One major class of molecules included in the glycome is glycoproteins. These are proteins that contain oligosaccharide chains (glycans) covalently attached to their polypeptide backbones. It has been estimated that approximately 50% of eukaryotic proteins have sugars attached, so that glycosylation (enzymic attachment of sugars) is the most frequent posttranslational modification of proteins. Nonenzymic attachment of sugars to proteins can also occur, and is referred to as glycation. This process can have serious pathologic consequences (eg, in poorly controlled diabetes mellitus). Glycoproteins are one class of glycoconjugate or complex carbohydrate—equivalent terms used to denote molecules containing one or more carbohydrate chains covalently linked to protein (to form glycoproteins or proteoglycans) or lipid (to form glycolipids). (Proteoglycans are discussed in Chapter 48 and glycolipids in Chapter 15.) Almost all the plasma proteins of humans—with the notable exception of albumin—are glycoproteins. Many proteins of cellular membranes (Chapter 40) contain substantial amounts of carbohydrate. A number of the blood group substances are glycoproteins, whereas others are glycosphingolipids. Certain hormones (eg, chorionic gonadotropin) are glycoproteins. A major problem in cancer is metastasis, the phenomenon whereby cancer cells leave their tissue of origin (eg, the breast), migrate through the bloodstream to some distant site in the body (eg, the brain), and grow there in an unregulated manner, with catastrophic results for the affected individual. Many cancer researchers think that alterations in the structures of glycoproteins and other glycoconjugates on the surfaces of cancer cells are important in the phenomenon of metastasis.

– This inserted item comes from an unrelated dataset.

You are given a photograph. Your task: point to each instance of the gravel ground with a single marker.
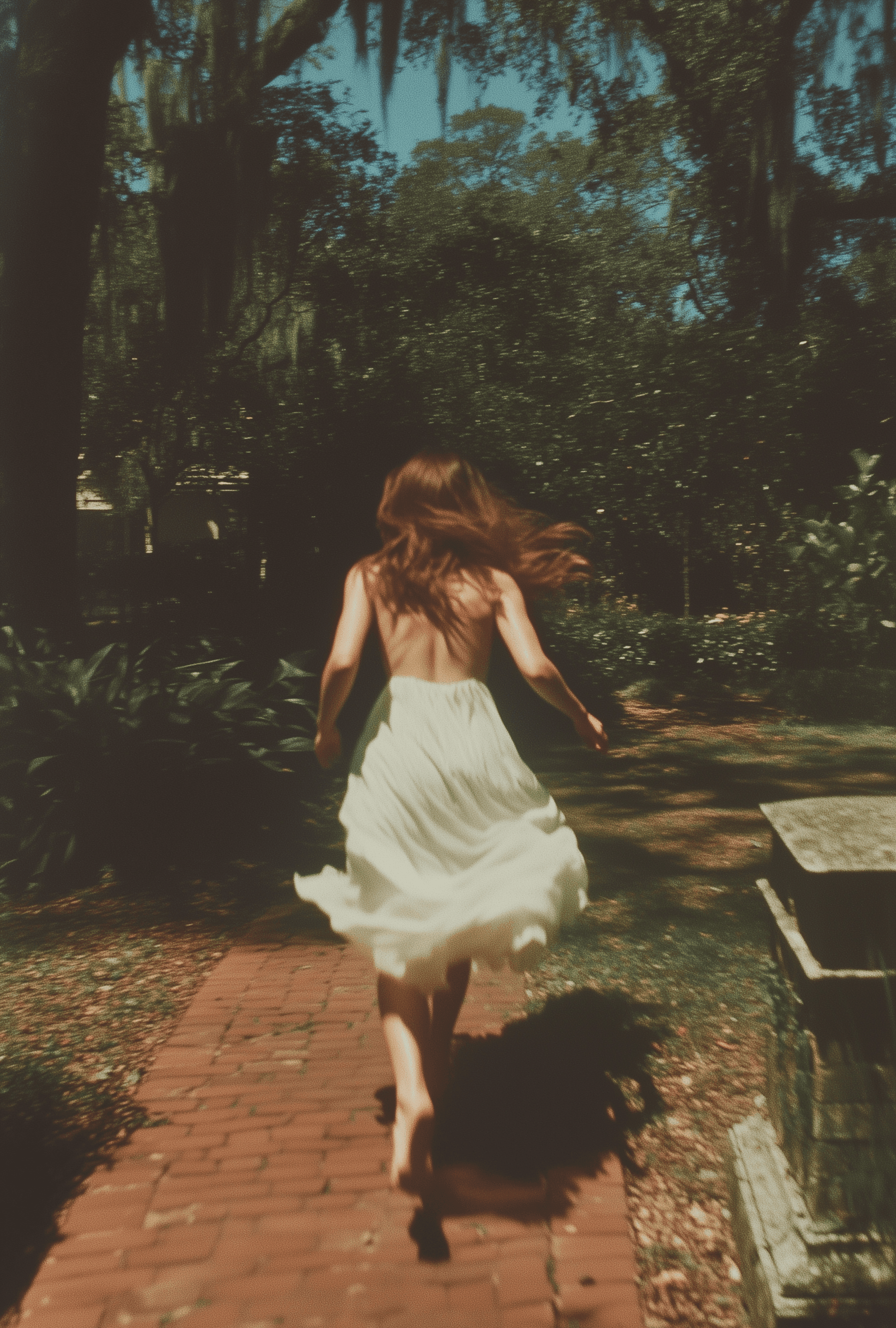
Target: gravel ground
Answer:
(670, 824)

GLYCOPROTEINS OCCUR WIDELY & PERFORM NUMEROUS FUNCTIONS
Glycoproteins occur in most organisms, from bacteria to humans. Many viruses also contain glycoproteins, some of which have been much investigated, in part because they often play key roles in viral attachment to cells (eg, HIV-1 and influenza A virus). Numerous proteins with diverse functions are glycoproteins (Table 47-1); their carbohydrate content ranges from 1% to over 85% by weight.

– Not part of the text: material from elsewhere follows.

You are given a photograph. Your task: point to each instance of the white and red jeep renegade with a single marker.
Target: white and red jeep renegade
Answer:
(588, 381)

TABLE 47–1 Some Functions Served by Glycoproteins
Many studies have been conducted in an attempt to define the precise roles oligosaccharide chains play in the functions of glycoproteins. Table 47-2 summarizes results from such studies. Some of the functions listed are firmly established; others are still under investigation.

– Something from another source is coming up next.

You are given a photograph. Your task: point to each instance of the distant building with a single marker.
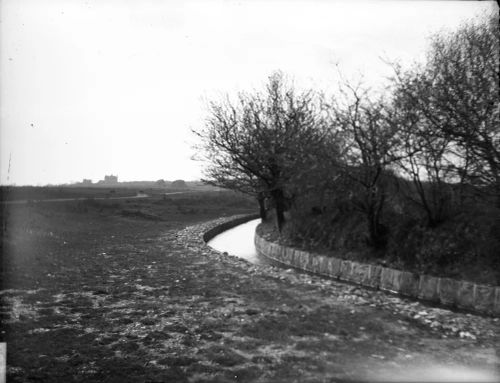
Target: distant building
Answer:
(110, 180)
(179, 184)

TABLE 47–2 Some Functions of the Oligosaccharide Chains of Glycoproteins
OLIGOSACCHARIDE CHAINS ENCODE BIOLOGIC INFORMATION
An enormous number of glycosidic linkages can be generated between sugars. For example, three different hexoses may be linked to each other to form over 1000 different trisaccharides. The conformations of the sugars in oligosaccharide chains vary depending on their linkages and proximity to other molecules with which the oligosaccharides may interact. It is now established that certain oligosaccharide chains encode biologic information and that this depends upon their constituent sugars, their sequences, and their linkages. For instance, man-nose 6-phosphate residues target newly synthesized lysosomal enzymes to that organelle (see later). The biologic information that sugars contain is expressed via interactions between specific sugars, either free or in glycoconjugates, and proteins (such as lectins; see below) or other molecules. These interactions lead to changes of the cellular activity. Thus, deciphering the so-called sugar code of life (one of the principal aims of glycomics) entails elucidating all of the interactions that sugars and sugar-containing molecules participate in, and also the results of these interactions on cellular behavior. This will not be an easy task, considering the diversity of glycans found in cells.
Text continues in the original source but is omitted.